Pro: Plenty of features and a full android system. The stereo output is wired directly up to the OEM Bose amplifiers, sounds great. Large responsive screen, this is also a con. The reverse camera image overrides the boot sequence for immediate use.

Con: Large screen causing the entire unit to *barely* fit within the NSX. The e-brake must be fully pulled up as the sharp part of the console will rub hard against the e-brake boot and the console barely clears the stereo face.

The biggest issue is that the ashtray cover does not close. I am not sure how to deal with it: possibly cutting out the back body of the stereo OR causing the stereo to be installed at a more vertical position (with a bonus of less sun glare).

**

The reverse camera went in without issue. I used the existing cell phone DIN 13 cable to carry the reverse camera signal and power.
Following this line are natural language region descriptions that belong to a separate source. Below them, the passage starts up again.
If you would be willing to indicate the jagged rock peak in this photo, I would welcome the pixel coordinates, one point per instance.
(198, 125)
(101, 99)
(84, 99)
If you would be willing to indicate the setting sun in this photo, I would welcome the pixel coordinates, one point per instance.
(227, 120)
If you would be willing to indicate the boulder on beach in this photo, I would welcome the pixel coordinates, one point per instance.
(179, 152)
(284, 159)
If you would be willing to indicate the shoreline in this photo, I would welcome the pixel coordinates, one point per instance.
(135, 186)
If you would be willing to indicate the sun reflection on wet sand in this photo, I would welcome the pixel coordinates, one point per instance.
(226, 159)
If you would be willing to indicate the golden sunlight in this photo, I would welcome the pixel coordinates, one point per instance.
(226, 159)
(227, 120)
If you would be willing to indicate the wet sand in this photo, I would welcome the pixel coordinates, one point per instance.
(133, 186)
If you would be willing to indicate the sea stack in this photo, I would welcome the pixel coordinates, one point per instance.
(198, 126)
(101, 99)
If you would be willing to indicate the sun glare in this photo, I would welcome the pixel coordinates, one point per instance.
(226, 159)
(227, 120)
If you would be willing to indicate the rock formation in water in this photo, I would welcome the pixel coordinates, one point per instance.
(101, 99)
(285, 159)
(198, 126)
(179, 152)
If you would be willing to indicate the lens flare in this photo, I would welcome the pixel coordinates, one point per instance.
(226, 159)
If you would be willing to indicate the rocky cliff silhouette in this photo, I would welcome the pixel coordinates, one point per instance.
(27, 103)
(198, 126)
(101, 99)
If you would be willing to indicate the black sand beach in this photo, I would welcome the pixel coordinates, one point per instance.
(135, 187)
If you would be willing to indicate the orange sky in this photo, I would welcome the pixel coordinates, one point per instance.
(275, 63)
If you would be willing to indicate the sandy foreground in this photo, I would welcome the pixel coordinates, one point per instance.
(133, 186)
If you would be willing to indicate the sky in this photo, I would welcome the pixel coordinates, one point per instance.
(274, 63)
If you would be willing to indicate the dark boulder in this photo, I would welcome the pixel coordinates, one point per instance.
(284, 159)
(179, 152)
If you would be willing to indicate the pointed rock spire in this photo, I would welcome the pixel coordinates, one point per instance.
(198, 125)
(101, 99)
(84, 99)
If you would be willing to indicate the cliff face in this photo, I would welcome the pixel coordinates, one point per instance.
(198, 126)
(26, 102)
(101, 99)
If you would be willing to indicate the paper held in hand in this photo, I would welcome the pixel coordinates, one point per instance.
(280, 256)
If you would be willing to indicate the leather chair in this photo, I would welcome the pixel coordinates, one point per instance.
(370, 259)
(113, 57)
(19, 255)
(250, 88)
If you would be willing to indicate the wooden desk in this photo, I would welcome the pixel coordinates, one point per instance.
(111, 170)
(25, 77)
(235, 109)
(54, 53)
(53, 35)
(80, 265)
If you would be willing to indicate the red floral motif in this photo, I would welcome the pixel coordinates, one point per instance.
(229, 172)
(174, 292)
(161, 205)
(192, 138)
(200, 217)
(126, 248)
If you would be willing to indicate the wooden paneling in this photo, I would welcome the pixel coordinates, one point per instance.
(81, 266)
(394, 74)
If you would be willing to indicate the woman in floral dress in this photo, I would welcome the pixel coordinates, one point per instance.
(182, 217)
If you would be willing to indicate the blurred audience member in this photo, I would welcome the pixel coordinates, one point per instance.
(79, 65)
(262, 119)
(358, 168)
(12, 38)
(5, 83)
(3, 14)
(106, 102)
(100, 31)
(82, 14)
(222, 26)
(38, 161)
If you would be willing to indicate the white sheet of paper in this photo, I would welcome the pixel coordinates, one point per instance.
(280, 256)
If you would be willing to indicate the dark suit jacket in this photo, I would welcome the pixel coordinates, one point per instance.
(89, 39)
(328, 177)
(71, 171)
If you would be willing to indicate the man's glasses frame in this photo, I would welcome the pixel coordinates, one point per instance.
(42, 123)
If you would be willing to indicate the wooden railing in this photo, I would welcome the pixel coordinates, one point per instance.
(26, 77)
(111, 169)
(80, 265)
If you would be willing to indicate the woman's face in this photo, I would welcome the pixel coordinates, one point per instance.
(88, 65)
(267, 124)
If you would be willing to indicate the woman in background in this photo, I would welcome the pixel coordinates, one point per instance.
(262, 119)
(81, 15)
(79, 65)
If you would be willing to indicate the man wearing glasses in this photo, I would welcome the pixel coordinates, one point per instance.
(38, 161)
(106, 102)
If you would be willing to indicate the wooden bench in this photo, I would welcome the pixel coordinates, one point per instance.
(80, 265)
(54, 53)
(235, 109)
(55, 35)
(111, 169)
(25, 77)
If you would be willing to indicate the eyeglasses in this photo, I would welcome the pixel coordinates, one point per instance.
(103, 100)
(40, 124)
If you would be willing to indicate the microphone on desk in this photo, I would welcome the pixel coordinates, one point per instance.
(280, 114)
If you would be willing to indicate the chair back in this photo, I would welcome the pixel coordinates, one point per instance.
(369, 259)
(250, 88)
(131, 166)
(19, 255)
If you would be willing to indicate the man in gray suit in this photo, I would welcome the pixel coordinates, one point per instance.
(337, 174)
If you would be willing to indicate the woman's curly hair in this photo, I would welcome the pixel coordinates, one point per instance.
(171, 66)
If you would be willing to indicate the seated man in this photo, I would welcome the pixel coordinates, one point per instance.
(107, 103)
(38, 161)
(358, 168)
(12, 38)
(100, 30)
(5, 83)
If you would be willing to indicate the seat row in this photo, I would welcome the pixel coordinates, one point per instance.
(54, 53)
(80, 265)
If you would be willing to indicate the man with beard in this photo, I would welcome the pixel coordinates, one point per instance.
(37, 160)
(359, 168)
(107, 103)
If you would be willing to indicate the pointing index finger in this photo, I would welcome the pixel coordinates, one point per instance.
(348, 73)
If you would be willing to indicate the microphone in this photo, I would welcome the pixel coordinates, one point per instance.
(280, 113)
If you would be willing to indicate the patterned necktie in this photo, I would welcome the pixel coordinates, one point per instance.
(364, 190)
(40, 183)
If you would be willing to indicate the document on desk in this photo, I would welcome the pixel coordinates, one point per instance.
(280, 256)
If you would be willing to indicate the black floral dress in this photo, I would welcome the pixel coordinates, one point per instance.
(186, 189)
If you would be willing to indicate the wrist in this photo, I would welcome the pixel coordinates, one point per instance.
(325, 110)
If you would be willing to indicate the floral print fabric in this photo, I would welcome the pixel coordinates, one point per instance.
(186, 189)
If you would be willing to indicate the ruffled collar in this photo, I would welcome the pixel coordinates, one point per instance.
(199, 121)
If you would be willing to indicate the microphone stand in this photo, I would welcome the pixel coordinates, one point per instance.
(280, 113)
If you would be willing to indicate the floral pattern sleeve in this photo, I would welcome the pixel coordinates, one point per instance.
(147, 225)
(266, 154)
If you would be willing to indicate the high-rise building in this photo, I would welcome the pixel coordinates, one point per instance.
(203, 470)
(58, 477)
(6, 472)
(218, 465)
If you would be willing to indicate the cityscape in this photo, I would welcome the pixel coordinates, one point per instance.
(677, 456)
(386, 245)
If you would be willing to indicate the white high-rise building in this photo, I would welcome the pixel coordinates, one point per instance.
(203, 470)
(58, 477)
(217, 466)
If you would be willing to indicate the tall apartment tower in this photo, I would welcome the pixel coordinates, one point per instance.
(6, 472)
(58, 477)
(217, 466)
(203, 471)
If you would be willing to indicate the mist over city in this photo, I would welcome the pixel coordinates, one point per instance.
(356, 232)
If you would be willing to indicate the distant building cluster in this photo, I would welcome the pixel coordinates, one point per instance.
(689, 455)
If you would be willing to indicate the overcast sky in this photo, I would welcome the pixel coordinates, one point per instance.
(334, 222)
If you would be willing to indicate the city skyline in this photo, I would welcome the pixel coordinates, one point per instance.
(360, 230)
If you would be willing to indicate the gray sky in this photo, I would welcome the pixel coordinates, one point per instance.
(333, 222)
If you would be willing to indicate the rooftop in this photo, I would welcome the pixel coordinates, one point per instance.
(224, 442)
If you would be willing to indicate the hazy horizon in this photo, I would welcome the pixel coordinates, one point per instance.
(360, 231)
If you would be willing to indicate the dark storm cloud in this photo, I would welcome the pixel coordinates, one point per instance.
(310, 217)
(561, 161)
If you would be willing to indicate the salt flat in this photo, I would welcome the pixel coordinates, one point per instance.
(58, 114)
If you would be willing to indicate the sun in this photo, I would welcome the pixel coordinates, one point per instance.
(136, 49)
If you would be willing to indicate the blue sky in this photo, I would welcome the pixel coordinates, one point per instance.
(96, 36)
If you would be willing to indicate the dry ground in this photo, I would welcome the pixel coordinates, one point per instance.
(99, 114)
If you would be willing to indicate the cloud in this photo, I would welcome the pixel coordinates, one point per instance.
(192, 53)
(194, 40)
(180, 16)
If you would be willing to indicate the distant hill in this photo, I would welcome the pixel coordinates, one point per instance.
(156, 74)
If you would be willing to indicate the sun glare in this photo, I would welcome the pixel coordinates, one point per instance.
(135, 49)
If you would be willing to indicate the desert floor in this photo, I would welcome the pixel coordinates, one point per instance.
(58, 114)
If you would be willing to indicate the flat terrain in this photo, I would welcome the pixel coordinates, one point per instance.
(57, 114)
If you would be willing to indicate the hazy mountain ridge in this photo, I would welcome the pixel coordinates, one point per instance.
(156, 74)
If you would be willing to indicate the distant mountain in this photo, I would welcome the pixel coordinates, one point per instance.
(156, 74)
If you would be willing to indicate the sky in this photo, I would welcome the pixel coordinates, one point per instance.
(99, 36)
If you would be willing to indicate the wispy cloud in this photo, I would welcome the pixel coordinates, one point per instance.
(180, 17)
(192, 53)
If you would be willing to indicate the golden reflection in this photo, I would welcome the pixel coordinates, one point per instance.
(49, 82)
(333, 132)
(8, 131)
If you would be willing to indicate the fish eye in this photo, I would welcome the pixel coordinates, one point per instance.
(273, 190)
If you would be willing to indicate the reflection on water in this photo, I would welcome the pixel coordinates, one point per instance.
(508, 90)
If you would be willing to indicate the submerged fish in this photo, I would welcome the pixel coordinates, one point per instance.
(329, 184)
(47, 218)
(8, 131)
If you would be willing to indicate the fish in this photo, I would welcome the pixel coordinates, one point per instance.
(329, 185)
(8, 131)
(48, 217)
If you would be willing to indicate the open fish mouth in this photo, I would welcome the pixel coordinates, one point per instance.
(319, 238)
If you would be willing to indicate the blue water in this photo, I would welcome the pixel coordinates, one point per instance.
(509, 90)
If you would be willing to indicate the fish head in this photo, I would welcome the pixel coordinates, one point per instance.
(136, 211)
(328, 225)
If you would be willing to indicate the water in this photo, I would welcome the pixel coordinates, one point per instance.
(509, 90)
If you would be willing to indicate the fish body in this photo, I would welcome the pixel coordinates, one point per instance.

The round DIN-13 connectors make this all a snap. I routed the camera wire through the license plate light grommet. The grommet is very forgiving: pull out the grommet and harness. untape the wire seal in the center of the grommet, silicone spray the camera harness and push it through the grommet. Make sure you have the camera harness going the correct direction, retape, reinstall and you are in business. You can also pull in camera power from the brown 4 pin connector, use the pins closest to the barb.


Any pics of your setup?

Are you using a plug n play adapter for the speaker wiring? How's your radio reception? What antenna are you using?